It was announced last week that Home Care and Hospice would receive NO relief from ICD-10 codes being required on Home Care and Hospice claims. Earlier this year, CMS issued a notice that provided relief to physicians, stating that no penalties would occur with ICD-10 errors for 12 months following implementation, effective October 1, 2015. The National Association for Home Care and Hospice (NAHC), as well as state home care associations, has appealed to CMS to also provide relief to Home Care and Hospice, but as of now there will be no relief. Following is the response from CMS:

 Thanks for your patience on this topic. CMS is not extending coding flexibility to other providers. The reason we focused on claims billed under the Part B physician fee schedule is because many physicians practice in small practices that need additional flexibility to gain experience with the ICD-10 coding set. And, claims billed under the Part B physician fee schedule are primarily paid using CPT codes and not ICD-10 codes. Other services, such as institutional services (home care & hospice are included in institutional claim regulations), are paid based on the ICD-10 codes. We have named our ICD-10 Ombudsman who will listen to issues raised by all suppliers and providers and will evaluate any specific issues that are raised during implementation. CMS’s ICD-10 Coordination Center will be actively monitoring for any problems that may develop after October 1. This center will quickly identify and initiate resolution of issues that arise as a result of the transition to ICD-10.
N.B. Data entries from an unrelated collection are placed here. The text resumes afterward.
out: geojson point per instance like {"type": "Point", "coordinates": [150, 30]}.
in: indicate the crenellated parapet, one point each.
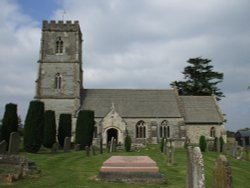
{"type": "Point", "coordinates": [60, 25]}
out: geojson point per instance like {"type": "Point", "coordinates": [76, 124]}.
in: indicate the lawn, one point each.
{"type": "Point", "coordinates": [75, 169]}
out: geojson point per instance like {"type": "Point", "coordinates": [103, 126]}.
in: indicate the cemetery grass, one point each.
{"type": "Point", "coordinates": [75, 169]}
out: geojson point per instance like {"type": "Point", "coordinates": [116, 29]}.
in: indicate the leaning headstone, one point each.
{"type": "Point", "coordinates": [195, 168]}
{"type": "Point", "coordinates": [14, 143]}
{"type": "Point", "coordinates": [222, 173]}
{"type": "Point", "coordinates": [87, 151]}
{"type": "Point", "coordinates": [101, 146]}
{"type": "Point", "coordinates": [3, 146]}
{"type": "Point", "coordinates": [54, 148]}
{"type": "Point", "coordinates": [77, 147]}
{"type": "Point", "coordinates": [67, 144]}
ICD-10 codes will be required on all claims with a date of service, on the claim, of October 1, 2015 and later. The thing that is frustrating is that a home care episode that begins in September will have all reimbursement calculated with the OASIS-C1 being calculating using ICD-9, and yet the final claim, if having a visit in October will have ICD-10 on the claim. Regardless, ICD-10 must be on the claim if there is a visit with an October date of service. The same is true for hospice. The October monthly hospice claims will require ICD-10 codes regardless of what was on the initial plan of care for the benefit period. Dual Coding should have begun with any episode or benefit period that would end October 1, 2015 or later.

Lastly, there has been recent controversy over whether or not agencies/hospices would require a signed physician order for ICD-10 codes during this period of overlapping episodes and benefit periods. There have been some comments that if you have a signed order for the ICD-9 codes that are on the initial orders for the episode/benefit period and you are simply using the conversion to ICD-10 codes for the claims that you will be fine. My concern is that the regulations are clear that you must have a signed order for all diagnoses and support that they are the codes confirmed by a physician. Needless to say, ICD-9 and ICD-10 codes are no simple conversions, in most cases. ICD-10 requires much more specificity in many cases! HPS strongly encourages agencies/hospices to get confirmation of all ICD-10 codes from a physician prior to using them on a claim to ensure that major issues do not arise if the claim is pulled for medical review.